In regard to the "cheapness" of COAL, look, you're not getting a light-up keyboard. It's 1986, and game show games with light-up functions are either the Quizzard in $OTC or those tiny lights running off a 9-volt in Electric Jeopardy, and both of those are toward the luxury end of the board game spectrum. A board with 27 responsive light-up keys would be prohibitively costly.
That said, the puzzle board itself was cheap. A wipe-off board with a crayon, and not even a couple of plastic legs to prop it up. Put that next to the standard Wheel of Fortune home game at the time, and it was easy to see which one would be more "worth" your $12.99 or whatever. Also, I don't think there was any play money included at all. I remember making my own for it.
Even with the cheap-outs in production, though? Still a fun game to play, which is more than can be said about a good number of others in this topic.

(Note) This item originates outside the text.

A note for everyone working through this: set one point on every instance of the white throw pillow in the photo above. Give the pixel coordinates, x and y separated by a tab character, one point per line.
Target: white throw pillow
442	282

Also, strangely, while COAL only got one "edition" of a home game, that appears to have been made with three different "versions" of the keyboard. There's the one pictured on the back of the box, with opaque plastic and the raised sliding letter "buttons." There's one where the plastic buttons get replaced with printed cardboard rectangles you punch out from a sheet. And there's a third that uses a flimsier, clear plastic to lay the cardboard letters on, which is the version I got as a kid. Search for the game on eBay and you'll see the differences in the listings pretty quickly.